The probability of some set of elementary elements is the sum of the individual probabilities

  • For example, if we take the two sequences of two dicerolls that yield a total score of 11 (ie, (5,6) and (6,5)), the total probability is \(\frac{1}{36} + \frac{1}{36} = \frac{2}{36}\)

2.1.3. Events for a continuous variable#

Thinking of probabilty over a continuous variable, where there are no discrete events, how do we define an event?

An example might be height; say heights for 2.5-year-old girls are normally distributed \(h \sim \mathcal{N}(91,3.4)\). An event is:

  • That a child picked at random has a certain height

  • the height must be defined as a range; probability is then the area within that range.

For example, what is the probability that a child’s height is 95cm, to the nearest cm (ie, height is in the range [94.5, 95.5)).
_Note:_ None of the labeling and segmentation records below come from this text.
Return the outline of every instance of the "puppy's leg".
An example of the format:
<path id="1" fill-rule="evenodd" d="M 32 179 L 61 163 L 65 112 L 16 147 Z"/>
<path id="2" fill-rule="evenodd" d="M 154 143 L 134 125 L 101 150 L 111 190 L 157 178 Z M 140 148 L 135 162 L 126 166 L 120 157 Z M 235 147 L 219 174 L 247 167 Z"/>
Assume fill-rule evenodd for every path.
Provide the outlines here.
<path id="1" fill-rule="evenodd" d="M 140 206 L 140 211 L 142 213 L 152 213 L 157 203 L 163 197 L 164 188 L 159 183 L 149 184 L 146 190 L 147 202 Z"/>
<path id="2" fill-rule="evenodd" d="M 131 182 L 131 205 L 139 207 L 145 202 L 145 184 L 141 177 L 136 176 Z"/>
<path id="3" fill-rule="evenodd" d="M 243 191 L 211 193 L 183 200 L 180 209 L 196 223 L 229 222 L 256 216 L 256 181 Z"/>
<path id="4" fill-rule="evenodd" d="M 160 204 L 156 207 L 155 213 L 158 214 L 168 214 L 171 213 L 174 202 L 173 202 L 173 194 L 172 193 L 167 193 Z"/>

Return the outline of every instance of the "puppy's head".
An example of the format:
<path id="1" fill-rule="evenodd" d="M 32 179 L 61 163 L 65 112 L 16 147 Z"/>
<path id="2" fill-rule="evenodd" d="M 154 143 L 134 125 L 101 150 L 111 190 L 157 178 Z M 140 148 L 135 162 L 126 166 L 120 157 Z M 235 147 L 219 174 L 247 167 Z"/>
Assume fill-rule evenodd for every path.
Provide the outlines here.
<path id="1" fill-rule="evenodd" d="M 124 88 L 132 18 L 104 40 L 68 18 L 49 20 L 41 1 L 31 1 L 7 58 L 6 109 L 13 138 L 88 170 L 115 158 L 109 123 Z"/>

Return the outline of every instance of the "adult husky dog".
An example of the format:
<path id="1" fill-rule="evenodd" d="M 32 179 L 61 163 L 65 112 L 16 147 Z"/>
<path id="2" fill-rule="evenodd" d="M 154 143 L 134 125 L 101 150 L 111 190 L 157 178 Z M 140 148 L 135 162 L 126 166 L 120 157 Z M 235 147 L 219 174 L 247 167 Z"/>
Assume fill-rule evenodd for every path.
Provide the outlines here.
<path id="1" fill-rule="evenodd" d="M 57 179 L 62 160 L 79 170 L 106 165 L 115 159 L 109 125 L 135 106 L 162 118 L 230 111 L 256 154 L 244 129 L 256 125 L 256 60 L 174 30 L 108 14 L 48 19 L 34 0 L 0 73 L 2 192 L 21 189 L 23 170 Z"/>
https://raw.githubusercontent.com/jillxoreilly/StatsCourseBook_2024/main/images/Chp9_PDF3.png

To do this in Python we could use stats.normal.cdf() twice:

  • once to get the tail to the left of 95.5

  • once to get the tail to the left of 94.5 and take it away, leaving the ‘strip’ from 94.5 to 95.5

stats.normal.cdf(95.5, 91, 3.5) - stats.normal.cdf(94.5, 91, 3.5)

Why can’t we simply calculate the probability of the height being exactly 95cm, by reading off the y-axis value associated with 95cm?

https://raw.githubusercontent.com/jillxoreilly/StatsCourseBook_2024/main/images/Chp9_PDF2.png

Because probability is defined as the area under the curve, and for a single point on the \(x\)-axis, rather than a range, there is no area.

When you think about it, what would exactly 95cm mean?

  • if 95cm to the nearest cm, this is actually the range [94.5,95.5)

  • If you mean 95.000000……. there will be fewer and fewer people matching this height as the specificity of the measurement gets narrower, til in the limit, no-one matches the height exactly.